Moraes autoriza transferência temporária de Bolsonaro para prisão domiciliar

O ex-presidente cumpre pena de 27 anos e 3 meses, por tentativa de golpe de Estado e outros crimes relacionados, e estava detido na Papudinha, prédio no Complexo Penitenciário da Papuda


O ministro Alexandre de Moraes autorizou a transferência temporária do ex-presidente Jair Bolsonaro para prisão domiciliar nesta terça-feira (24). A decisão foi antecipada pela Jovem Pan, mostrando que aliados consideravam a medida “sacramentada” após a manifestação da Procuradoria-Geral da República (PGR).

Na decisão, Moraes determinou que a domiciliar de Bolsonaro terá duração de 90 dias. Além disso, o magistrado especificou restrições para o período. São elas:

Moraes seguiu recomendação feita pela PGR. Na segunda-feira (23), Paulo Gonet se manifestou favoravelmente à concessão de prisão domiciliar ao ex-presidente. O procurador apontou a necessidade de prisão domiciliar para garantir o monitoramento integral da saúde do ex-presidente, que está “sujeito a alterações súbitas e imprevisíveis”.

O ex-presidente cumpre pena de 27 anos e 3 meses por tentativa de golpe de Estado e outros crimes relacionados, e estava detido na “Papudinha”, prédio no Complexo Penitenciário da Papuda.

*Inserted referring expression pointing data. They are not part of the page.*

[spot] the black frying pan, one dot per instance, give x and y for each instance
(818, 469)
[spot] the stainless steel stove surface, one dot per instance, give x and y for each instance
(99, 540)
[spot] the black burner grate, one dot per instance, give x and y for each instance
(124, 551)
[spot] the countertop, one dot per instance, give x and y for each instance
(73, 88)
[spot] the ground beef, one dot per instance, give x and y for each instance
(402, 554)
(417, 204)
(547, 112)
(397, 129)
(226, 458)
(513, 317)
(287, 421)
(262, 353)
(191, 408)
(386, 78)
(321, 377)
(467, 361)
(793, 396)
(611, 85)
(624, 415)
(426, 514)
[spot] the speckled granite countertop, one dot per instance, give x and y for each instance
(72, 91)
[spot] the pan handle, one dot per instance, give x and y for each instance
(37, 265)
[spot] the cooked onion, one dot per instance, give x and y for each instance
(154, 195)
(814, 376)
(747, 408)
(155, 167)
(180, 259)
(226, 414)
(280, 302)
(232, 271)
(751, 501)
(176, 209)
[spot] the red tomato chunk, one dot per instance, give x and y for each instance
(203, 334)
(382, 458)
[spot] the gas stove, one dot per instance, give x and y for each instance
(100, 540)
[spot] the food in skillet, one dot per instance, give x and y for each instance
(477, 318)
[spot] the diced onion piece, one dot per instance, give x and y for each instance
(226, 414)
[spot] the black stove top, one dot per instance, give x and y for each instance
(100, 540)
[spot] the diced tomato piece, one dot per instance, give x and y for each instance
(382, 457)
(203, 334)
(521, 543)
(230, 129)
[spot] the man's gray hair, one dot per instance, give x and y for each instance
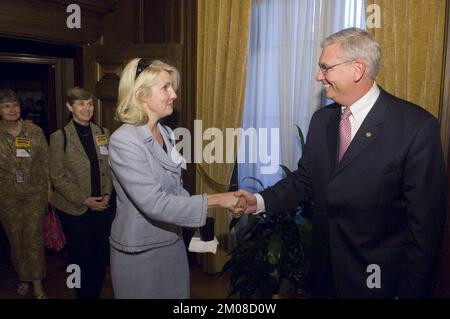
(357, 44)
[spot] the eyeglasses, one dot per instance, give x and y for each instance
(324, 68)
(141, 67)
(9, 106)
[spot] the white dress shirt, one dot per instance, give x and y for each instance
(359, 109)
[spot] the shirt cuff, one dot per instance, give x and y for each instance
(260, 206)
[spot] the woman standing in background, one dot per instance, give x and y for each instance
(82, 184)
(24, 192)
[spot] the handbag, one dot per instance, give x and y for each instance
(53, 235)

No último dia 13 de março, Bolsonaro foi internado no Hospital DF Star, em Brasília, após passar mal. Segundo o boletim médico divulgado no domingo (22), o ex-mandatário estava “na Unidade de Terapia Intensiva, em tratamento de pneumonia bacteriana bilateral”, sem previsão de alta, mas, nas últimas 24 horas, “manteve-se estável clinicamente, afebril e sem intercorrências”.

Essa é a sétima vez que ex-presidente Jair Bolsonaro é internado desde sua prisão domiciliar no dia 4 de agosto de 2025 por descumprimento de medidas cautelares. Desde dia 15 de janeiro, Bolsonaro cumpre pena no batalhão da Polícia Militar do Distrito Federal (PM-DF), que ficou conhecido como “Papudinha”. O ex-presidente estava detido desde novembro de 2025 na Superintendência da Polícia Federal, em Brasília.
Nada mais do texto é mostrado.